What really sold the movie was that there's a strange seriousness to it, much like Minoru Kawasaki's previous anthropomorphic excursion The Calamari Wrestler. However, Calamari Wrestler kept more to a reality that was bent but at least didn't twist around on itself. Executive Koala shrugs off being restrained to any rationale whatsoever, but except for being spontaneously bombarded with a FANTASTIC musical number, everything remained deadpan, as if this was how the world really is and this how all movies really are.

The story is a dark, personal one focusing in on the koala in question, Tamura. In the wake of being accused of his girlfriend's murder, memories of his last love disappearing three years ago stir up and he realises there are gaps in his memory and he fears there is some dark secret lurking in those gaps. From there, we are taken on a twisting surreal ride as the boggling truths reveal themselves, leading to a completely incomprehensible but totally acceptable ending. And all of its mesmerizing and totally off the walls hilarious.

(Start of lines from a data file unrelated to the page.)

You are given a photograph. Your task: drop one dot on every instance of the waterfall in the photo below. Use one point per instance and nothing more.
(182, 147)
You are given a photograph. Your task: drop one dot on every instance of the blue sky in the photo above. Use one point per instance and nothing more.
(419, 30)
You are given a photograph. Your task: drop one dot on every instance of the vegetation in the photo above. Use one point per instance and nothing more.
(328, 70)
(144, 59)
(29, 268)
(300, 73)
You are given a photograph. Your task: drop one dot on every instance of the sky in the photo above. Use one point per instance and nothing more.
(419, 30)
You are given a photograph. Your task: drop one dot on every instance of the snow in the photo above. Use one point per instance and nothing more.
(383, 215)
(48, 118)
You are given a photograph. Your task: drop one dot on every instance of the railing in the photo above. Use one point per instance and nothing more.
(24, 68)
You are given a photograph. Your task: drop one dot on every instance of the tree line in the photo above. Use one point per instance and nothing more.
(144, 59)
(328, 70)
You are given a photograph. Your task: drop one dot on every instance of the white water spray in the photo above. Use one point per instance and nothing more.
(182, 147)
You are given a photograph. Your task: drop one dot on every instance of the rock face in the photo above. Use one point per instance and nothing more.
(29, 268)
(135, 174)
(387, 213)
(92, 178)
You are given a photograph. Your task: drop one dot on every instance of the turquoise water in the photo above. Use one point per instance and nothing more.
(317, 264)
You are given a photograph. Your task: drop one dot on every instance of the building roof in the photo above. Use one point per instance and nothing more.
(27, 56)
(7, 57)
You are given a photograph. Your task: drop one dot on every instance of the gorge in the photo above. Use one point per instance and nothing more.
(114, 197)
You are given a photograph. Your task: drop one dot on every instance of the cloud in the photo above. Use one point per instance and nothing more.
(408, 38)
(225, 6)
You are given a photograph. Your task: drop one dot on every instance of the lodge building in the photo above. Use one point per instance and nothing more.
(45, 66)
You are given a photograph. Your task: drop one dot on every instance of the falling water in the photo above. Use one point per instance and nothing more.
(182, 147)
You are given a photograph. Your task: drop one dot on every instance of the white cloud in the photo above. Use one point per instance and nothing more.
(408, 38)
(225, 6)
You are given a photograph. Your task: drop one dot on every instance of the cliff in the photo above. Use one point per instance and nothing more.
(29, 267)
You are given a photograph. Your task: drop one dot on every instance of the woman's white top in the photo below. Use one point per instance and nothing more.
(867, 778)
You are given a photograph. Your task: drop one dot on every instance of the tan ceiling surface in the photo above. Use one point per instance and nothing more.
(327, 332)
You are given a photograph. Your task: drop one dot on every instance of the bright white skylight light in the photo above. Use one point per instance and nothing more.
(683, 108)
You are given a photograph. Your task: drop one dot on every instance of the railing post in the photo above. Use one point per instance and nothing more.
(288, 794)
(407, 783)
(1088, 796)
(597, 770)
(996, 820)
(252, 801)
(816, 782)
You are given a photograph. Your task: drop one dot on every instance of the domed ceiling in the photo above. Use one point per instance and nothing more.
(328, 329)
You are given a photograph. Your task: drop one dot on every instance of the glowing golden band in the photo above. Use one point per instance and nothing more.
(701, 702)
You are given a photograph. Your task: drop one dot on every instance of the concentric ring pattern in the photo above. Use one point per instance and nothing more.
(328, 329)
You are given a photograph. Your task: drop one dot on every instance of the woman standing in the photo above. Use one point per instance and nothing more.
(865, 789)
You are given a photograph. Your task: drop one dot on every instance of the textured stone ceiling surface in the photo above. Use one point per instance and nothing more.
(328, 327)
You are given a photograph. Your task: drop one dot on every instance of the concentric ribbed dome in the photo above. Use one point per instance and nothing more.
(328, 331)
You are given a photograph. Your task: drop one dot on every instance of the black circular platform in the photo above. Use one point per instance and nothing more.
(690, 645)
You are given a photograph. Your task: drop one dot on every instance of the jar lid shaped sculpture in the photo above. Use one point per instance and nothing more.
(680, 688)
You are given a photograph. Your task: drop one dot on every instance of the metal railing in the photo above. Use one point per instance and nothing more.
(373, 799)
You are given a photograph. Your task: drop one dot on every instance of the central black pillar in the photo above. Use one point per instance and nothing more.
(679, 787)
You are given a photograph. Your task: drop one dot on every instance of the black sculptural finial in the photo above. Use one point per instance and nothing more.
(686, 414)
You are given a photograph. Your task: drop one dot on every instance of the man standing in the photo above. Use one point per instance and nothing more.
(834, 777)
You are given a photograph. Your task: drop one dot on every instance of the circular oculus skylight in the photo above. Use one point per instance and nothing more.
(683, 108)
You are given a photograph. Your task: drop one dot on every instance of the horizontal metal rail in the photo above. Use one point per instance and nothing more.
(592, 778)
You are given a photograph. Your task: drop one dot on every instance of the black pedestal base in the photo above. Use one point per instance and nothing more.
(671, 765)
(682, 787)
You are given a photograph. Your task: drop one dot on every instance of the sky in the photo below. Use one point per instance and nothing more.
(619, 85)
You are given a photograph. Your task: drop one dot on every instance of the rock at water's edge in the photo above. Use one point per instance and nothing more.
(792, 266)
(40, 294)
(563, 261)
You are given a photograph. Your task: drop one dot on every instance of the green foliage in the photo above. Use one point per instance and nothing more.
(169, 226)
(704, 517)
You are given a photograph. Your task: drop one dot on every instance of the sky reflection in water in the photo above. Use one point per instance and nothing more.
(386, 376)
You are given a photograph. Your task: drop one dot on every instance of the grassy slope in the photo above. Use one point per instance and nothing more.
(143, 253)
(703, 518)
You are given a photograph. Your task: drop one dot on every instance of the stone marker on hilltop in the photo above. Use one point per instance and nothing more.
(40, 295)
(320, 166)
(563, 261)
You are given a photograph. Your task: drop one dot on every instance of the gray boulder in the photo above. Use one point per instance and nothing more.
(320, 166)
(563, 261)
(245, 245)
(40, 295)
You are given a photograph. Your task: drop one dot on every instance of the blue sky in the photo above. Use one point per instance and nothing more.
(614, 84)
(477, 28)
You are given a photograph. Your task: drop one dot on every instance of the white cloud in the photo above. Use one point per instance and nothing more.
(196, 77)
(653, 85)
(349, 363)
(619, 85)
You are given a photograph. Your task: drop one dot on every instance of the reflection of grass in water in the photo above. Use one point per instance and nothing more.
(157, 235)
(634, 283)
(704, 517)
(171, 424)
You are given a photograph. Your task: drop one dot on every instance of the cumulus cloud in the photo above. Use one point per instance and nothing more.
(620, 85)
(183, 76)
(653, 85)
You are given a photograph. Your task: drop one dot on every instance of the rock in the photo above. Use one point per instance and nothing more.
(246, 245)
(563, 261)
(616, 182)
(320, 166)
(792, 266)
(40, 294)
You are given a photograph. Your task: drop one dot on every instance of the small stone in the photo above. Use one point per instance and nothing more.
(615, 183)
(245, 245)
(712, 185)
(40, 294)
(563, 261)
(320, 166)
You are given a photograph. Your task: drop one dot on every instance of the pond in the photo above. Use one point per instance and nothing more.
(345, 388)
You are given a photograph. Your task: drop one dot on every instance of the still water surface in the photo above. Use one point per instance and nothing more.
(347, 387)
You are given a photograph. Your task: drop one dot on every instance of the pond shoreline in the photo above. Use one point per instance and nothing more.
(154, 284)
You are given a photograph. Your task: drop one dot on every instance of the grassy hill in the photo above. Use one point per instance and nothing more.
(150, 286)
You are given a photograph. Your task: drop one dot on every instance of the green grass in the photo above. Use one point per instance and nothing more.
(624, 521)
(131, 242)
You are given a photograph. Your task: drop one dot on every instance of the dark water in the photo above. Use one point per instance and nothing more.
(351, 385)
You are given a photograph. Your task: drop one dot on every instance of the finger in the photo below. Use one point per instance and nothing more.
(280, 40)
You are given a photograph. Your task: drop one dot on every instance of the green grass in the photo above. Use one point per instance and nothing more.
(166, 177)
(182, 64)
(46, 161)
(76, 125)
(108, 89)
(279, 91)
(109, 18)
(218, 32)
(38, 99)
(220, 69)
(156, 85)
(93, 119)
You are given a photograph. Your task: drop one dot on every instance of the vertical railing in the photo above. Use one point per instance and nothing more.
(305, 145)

Executive Koala was a trip. If you read the premise and prepare yourself for a film that's well beyond the bounds of just a typical comedy and that's going to do things you could never expect, then this is certainly for you. If you're looking for some sort of Troma-esque comedy that's going to go straight down the line with its absurd premise, you'll probably be disappointed.
4 of 5 people found the following review helpful
4.0 out of 5 stars Best. Koala Slasher. Ever. March 22 2009
By C. Christopher Blackshere - Published on Amazon.com
This ain't Australia! Only from Japan could we get a 6ft. psyko-ala bear. This killer furball ain't playing around!

The cute cuddly dude's name is Tamura. He's your basic suit and tie business exec that has some serious 5 o'clock shadow. Beneath the grey fur he's a pretty nice normal guy.
But one day his beautiful girlfriend turns up dead, and he is the chief suspect. Tamura is forced to enlist the help of his boss(a white rabbit) and a nearby convience store clerk(a frog).

This is of course some silly arthouse cinema, but it is often hilarious. These large hairy creatures are integrated pretty naturally into society, and nothing is ever explained.
I'll admit, I was hoping to see some sweaty girl-on-koala action, but no such luck. Phooey! Plus the bloody carnage and campiness was much less than I expected, which was a tad dissappointing.
Still there is some nice koala kung-fu fighting and good satire. Not bad.

FINAL GRADE 3.5 Stars, rounded up for originality.